Design of Time-Frequency Packed WDM Superchannel Transmission Systems

Abstract

We consider time and frequency-packing (TFP) wavelength division-multiplexing (WDM) superchannel systems for longhaul optical fiber communication. Employing very high baud rates in conjunction with higher-order modulation formats is challenging due to practical constraints. TFP superchannels therefore become an attractive choice to facilitate high data rates with improved spectral efficiency. However, TFP introduces inter-symbol interference (ISI) and/or inter-carrier interference (ICI) that necessitate efficient interference handling techniques. Moreover, phase noise (PN) due to wide laser linewidth (LLW) may cause significant signal distortion in WDM transmission, and the presence of ISI and ICI in TFP systems further complicates carrier phase recovery (CPR). In this article, we propose a spectrally efficient TFP superchannel design equipped with powerful interference cancellation and PN mitigation techniques, targeting Terabit-per-second (Tbps) data rates. First, we propose a joint ISI and ICI channel estimation algorithm coupled with polarization-recovery and a coarse PN cancellation method. Second, we investigate two iterative CPR algorithms to mitigate the distortion due to the residual PN. Third, a combination of successive and parallel interference cancellation methods for ICI mitigation is investigated in tandem with turbo ISI equalization.

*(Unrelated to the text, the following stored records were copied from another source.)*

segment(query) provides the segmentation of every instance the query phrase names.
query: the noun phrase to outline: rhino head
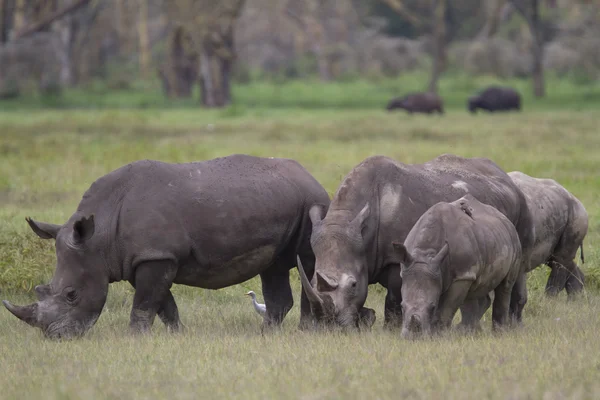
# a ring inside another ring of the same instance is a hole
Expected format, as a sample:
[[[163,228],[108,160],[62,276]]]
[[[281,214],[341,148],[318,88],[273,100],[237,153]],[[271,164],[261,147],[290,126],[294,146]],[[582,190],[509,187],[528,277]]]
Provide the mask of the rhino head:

The effectiveness of the proposed algorithms is demonstrated through computer simulations of a coded TFP superchannel system in the presence of linear fiber impairments, targeting a throughput of 1.2 Tbps. Numerical results suggest that the proposed TFP design offers more than 2 dB performance gains and as high as 960 km transmission distance improvement over existing competitive super-Nyquist designs. Simulation results also indicate that the proposed design exhibits excellent tolerance to high LLWs and aggressive optical filtering stemming from cascaded reconfigurable optical add-drop multiplexers in the fiber link.